Utility is orthogonal to aesthetics, and yet aesthetics is ultimately utility.

To live and to exist are two different things.

Someone will have to do the tedious and boring work so that you and I can meditate on being the perfect human.

Only the simplest of simpletons knows himself fully.

Resolute cynicism as one grows older is a sign of arrested intellectual development.

The lack of originality is the norm, never the exception. Aren’t most people merely the duplicates of others?

The telltale signs of someone who has read Nietzsche for the first time: mockingly caustic and insufferably sententious.

To live hidden, evasion is insufficient and dissimulation a necessity.

Indolence is rarely the trait of the ignoble. Avoidance of work is a stimulator of creativity, perhaps the greatest.

Man is not perfect, but he is perfectible.

The inclinations of a collective are almost never that of the aggregate of the individuals examined separately.

A man who is principled is inevitably prejudiced.

Construct your own myth, for mysterious origins arouse veneration and irresistible intrigue.

Herein lies the irreconcilability between self-actualization and happiness – discontent is the enabler of the former and simultaneously the destroyer of the latter.

Committing a crime can be easily forgiven, but having an original thought is an immortal sin.

I can forgive you if you take a thing I own, but I won’t if you show me the thing I don’t.

Self-preservation is a primeval behaviour, but the modern age has the man running headfirst to his destruction.

The modern form is vulgar because utility is its raison d’être, never its aesthetics.

Morality has got nothing to do with the truth, for the former is individual while the latter is universal.

Modern civilization is the refuge of the man from the indiscriminate savagery of Nature.

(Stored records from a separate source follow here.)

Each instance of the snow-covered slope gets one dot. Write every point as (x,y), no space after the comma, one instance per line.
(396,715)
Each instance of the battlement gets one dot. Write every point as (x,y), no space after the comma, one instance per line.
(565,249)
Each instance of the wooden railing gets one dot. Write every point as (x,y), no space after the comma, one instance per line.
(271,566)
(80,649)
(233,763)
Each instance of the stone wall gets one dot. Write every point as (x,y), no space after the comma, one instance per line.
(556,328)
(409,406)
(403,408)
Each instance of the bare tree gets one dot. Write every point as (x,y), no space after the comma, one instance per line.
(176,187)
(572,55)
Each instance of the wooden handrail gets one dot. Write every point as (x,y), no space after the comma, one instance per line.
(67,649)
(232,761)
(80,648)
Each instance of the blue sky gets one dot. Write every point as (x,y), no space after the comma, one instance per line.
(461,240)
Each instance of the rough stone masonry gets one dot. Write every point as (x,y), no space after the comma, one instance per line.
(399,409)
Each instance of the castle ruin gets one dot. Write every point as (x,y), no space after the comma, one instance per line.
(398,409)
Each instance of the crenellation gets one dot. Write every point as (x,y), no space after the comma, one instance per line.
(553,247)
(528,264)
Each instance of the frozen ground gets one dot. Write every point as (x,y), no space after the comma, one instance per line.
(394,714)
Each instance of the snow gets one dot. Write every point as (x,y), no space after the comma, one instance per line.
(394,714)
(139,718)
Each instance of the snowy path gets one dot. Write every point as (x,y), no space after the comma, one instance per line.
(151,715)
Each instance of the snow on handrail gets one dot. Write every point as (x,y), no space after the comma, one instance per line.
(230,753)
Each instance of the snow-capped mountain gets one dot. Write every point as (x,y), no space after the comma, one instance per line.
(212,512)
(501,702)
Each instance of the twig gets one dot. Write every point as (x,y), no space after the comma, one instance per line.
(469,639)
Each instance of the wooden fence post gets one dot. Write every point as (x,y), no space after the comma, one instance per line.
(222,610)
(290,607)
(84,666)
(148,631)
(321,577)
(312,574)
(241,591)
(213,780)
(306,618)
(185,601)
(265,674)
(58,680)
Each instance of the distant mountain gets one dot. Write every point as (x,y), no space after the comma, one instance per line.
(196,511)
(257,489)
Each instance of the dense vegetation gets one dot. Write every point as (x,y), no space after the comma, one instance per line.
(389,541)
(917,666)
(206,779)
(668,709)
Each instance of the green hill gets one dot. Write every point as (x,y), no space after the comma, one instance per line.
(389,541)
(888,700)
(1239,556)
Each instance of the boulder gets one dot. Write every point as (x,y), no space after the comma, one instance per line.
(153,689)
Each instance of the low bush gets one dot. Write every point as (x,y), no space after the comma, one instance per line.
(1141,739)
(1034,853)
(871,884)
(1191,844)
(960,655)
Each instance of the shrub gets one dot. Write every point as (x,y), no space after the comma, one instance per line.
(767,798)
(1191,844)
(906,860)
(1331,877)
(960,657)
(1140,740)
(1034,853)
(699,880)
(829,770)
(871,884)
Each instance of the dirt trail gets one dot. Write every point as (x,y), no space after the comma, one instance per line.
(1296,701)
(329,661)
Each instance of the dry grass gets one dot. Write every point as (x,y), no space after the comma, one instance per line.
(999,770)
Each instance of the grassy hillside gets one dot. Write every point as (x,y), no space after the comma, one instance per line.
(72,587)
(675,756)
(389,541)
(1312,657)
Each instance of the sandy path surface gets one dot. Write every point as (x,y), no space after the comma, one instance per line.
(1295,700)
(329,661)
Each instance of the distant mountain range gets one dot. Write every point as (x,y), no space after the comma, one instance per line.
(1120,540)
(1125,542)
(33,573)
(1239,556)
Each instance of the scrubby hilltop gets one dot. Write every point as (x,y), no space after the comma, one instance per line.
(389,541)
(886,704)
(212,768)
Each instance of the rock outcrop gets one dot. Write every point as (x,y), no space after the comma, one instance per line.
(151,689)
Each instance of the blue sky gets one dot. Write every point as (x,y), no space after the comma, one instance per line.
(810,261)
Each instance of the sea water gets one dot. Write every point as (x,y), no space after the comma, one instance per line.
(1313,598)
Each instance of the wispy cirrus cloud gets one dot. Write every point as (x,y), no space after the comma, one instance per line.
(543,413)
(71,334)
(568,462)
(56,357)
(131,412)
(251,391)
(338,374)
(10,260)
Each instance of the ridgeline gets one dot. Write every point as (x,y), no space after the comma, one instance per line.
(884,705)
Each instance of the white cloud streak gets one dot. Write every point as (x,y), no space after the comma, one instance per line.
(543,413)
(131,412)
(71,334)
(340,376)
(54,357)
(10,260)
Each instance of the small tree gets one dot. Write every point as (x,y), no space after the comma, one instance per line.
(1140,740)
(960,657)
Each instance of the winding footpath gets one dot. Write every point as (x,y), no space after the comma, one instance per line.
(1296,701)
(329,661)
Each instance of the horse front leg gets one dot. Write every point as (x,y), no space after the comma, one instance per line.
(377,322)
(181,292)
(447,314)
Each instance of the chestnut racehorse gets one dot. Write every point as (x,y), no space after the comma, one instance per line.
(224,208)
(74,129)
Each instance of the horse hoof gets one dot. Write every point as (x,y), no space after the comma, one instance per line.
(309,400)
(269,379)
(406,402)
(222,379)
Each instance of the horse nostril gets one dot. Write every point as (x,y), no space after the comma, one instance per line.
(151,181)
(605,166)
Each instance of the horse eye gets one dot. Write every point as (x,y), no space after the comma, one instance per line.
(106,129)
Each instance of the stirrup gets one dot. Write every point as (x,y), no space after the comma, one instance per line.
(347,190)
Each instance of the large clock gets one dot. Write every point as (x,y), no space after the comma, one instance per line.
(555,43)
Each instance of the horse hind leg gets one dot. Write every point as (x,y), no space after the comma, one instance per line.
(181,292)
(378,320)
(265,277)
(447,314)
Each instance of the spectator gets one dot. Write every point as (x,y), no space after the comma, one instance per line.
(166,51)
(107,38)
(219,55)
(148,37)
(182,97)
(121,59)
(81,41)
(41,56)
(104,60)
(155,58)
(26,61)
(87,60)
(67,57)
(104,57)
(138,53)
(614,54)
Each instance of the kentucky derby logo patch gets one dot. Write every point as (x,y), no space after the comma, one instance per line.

Like muscles in the body, the mind is pliant and mutable; its malleability should therefore be exploited lest it gets beset by atrophy and emaciation.

Every thought is first interpreted, arranged and schematized, leading to the construction of one’s perception of reality. The breakdown of these inner schema changes the world view radically – moving either closer or further from the truth – depending on the severity of the disintegration, and subsequently, the reconstruction.

A reticent man can be turned loquacious by making him painfully aware that his shortcomings need to be indemnified for.

I am capable of respecting only the equivalents of Michelangelo, Newton, Tesla and Ramanujan. It is painful to live in a world which scoffs at such standards, one with a misplaced reverence to the mediocre and the shallow. Still, my yearning for the heroic ideal is ineradicable, as is my contempt for those who let their faculties slide the slope of cynical dissolution and their ambitions climb the ladder of excess and greed.

He who exalts the virtue of self-sacrifice is, almost unmistakably, the beneficiary of those sacrifices.

One cannot see the world as it is unless one recognizes the partiality of Nature.

To paraphrase Scruton, is it worth sacrificing the serenity from being left alone for the sheer pleasure of uttering the truth?

Completion is when one’s longing matches his ability and striving his capacity.

Completion comes with a prudent sense of proportion.

On aristocracy: True nobility comes not from titles and bloodline but from intellect and virtuous action.